ANSI char is signed (-128...127)
Why is in this point RobotC totally different from ANSI ?
and what corresponds with ANSI char (-128...127) in RobotC?
Or am I maybe really dense?
So, how it should be, logically, and corresponding to ANSI:
char (-128...127) = signed!
byte (-128...127) = signed! (byte actually is not really needed!)
ubyte (0...255) = unsigned!
Can you please do or fix this?
|Author:||Ford Prefect [ Thu Mar 27, 2008 6:36 pm ]|
|Author:||Dick Swan [ Thu Mar 27, 2008 6:55 pm ]|
ROBOTC only supports signed variables.
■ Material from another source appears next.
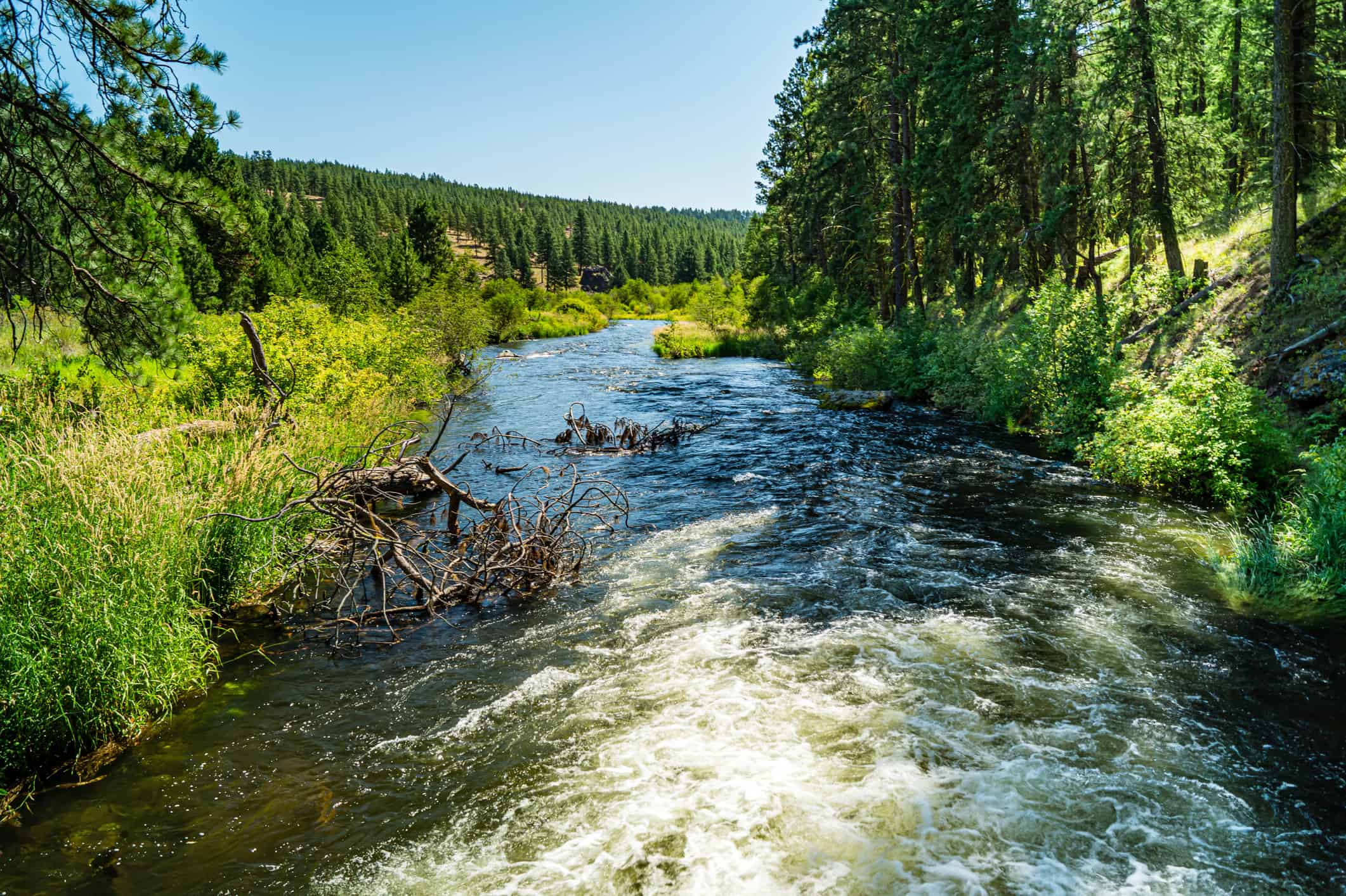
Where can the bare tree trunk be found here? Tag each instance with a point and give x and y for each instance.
(899, 237)
(1161, 198)
(1283, 164)
(909, 206)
I've responded multiple times to this point.
This is not going to be changed in the near future.
Continuing to keep asking this question will not change the above resolution.
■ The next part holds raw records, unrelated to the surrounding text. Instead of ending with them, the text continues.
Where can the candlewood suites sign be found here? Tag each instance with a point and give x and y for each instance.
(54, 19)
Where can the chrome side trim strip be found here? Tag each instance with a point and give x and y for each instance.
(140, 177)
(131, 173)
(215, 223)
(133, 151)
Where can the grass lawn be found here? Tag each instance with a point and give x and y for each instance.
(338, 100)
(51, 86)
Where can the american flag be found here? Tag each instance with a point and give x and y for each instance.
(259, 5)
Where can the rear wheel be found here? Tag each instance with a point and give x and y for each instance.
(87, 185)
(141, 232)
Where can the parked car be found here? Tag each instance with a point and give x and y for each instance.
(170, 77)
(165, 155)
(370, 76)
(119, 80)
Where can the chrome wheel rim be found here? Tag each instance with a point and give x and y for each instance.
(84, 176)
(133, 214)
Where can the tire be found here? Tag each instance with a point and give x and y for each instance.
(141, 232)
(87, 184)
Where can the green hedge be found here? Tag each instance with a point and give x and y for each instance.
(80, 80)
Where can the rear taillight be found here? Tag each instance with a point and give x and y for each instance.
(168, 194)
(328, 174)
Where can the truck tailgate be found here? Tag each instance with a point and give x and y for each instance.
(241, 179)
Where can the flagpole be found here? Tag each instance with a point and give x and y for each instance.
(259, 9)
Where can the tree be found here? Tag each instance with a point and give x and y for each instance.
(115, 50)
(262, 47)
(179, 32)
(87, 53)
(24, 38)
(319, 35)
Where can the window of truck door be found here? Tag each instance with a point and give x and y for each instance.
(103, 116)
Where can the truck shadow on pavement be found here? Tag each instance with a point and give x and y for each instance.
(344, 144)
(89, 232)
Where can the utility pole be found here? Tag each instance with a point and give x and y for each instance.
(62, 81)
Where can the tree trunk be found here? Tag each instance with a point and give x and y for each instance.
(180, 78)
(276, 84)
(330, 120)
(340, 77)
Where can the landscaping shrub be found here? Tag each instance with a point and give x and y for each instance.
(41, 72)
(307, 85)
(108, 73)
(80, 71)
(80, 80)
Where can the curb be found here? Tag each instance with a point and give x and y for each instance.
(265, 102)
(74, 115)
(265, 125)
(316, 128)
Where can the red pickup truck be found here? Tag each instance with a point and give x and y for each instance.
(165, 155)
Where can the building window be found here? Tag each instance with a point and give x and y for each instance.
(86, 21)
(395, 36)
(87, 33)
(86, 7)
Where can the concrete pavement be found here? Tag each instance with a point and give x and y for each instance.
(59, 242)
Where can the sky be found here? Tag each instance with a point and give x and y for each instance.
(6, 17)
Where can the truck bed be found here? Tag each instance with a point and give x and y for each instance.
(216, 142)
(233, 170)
|Author:||Ford Prefect [ Fri Mar 28, 2008 6:04 am ]|
Dick, I'm sorry, but I don't get it.
It's probably because my English is very poor.
ok. so char is signed, and byte is signed. fine.
but you also wrote:
so char=ubyte= unsigned ???
so char=byte= signed???
and above all,
gives a conversion error from byte to int and back from int to byte, as if byte was unsigned!
So what is with all those contradictions?
|Author:||Dick Swan [ Fri Mar 28, 2008 7:00 am ]|
There are no contradictions. I explained previously that ROBOTC language accepts the keyword "unsigned" because it has common files with the ROBOTC IDE that uses the Microsoft Visual Studio C compiler which does handle both 'signed' and 'unsigned' variables.
THis works fine in version 1.22. There were some fixes in version 1.21 and 1.22 for byte variables so I don't know if this was a previous problem that has just been fixed.
|Author:||Ford Prefect [ Fri Mar 28, 2008 10:11 am ]|
please keep it simple and stupid.
I dont understand anything of the stuff you write.
Simply think you talk to a 3 years old child.
Please answer step by step explizitely:
what is the range from. . . to for
char: from. . . to
byte: from. . . to
ubyte: from. . . to
|Author:||Dick Swan [ Fri Mar 28, 2008 10:37 am ]|
The range of any signed 1-byte (i.e. 8-bit) variable is -128 to +127.
In ROBOTC, since all variables are signed, a "char", "byte" or "ubyte" has the range.
In a future upgrade ROBOTC will support 8-bit signed (-128 to +127) variables and 8-bit unsiged (0 to 255) variables. There is no definite schedule for this upgrade.